The death of someone we care deeply about, whether it is a loved one, a friend, or even a colleague can be heart wrenching, and sometimes, their remains cannot be found, but when they are, it can bring closure. When remains are beyond that easy recognition, a Forensic Anthropologist is there to help. Forensic Anthropologists are brought in by an investigative force to identify human remains, and find cause of death.
Forensic Anthropologists are used to identify remains because they are too decomposed or damaged beyond recognition. In the book Trail of Bones: More cases from the Files of a Forensic Anthropologist the first case was about a victim that had been stabbed and the body parts scattered around the tracks by the assailant. While they were searching for more of the remains, Mary found the skull, and while just examining it found that it had African American features, and that it was a young adult.
Their search also helped them discover that it seemed the remains were down there for approximately three weeks. (Manhein, pg. 6-7). This shows just how important a Forensic Anthropologist can be because they have already found clues to help them narrow a search for identification.

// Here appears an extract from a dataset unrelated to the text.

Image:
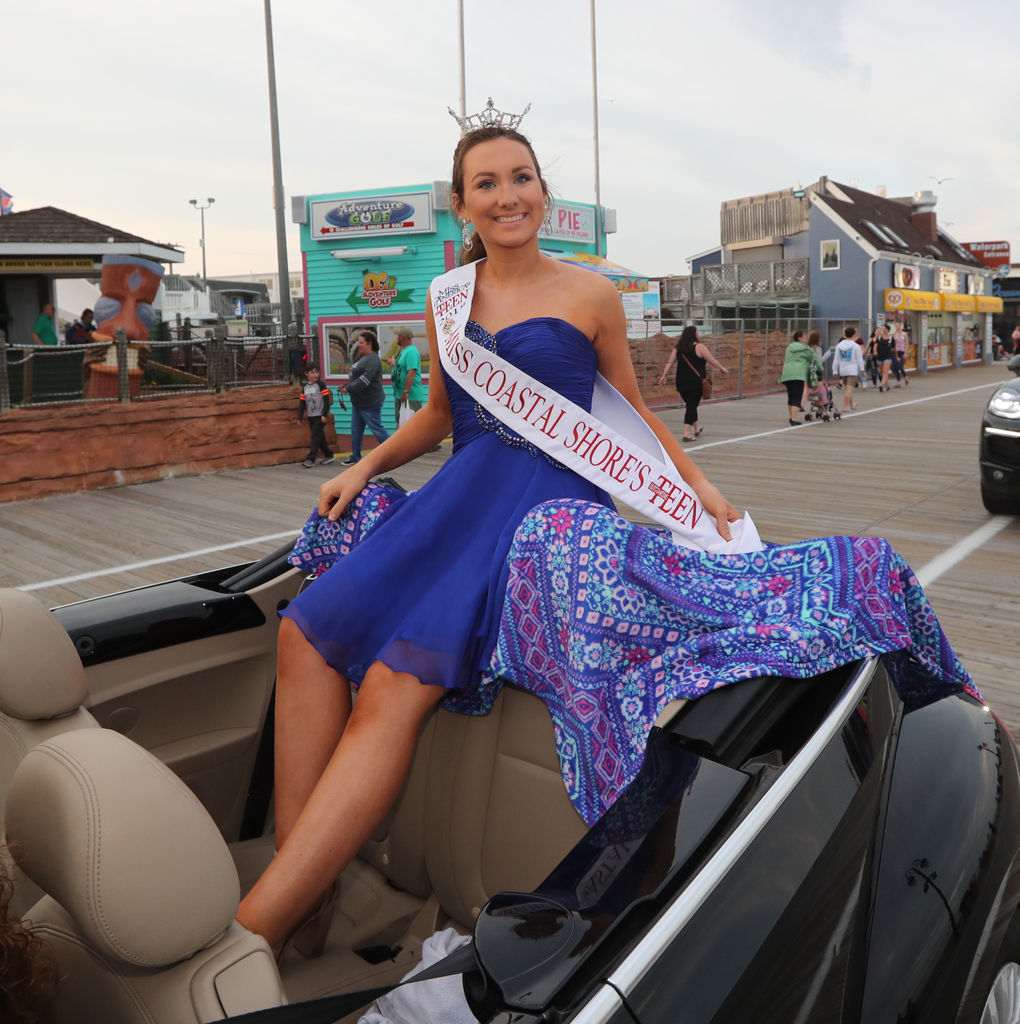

Sometimes it isn't just a single set of remains, but multiple victim's remains can be found, and at times even mixed together, so a Forensic Anthropologist must distinguish the remains from one another, and identify them. The International Journal of Legal Medicine published an article about a multiple homicide in Portugal where remains of six different bodies were found, and then when an investigative team, including a forensic anthropologist, was sent they found that two victims had been misidentified, and...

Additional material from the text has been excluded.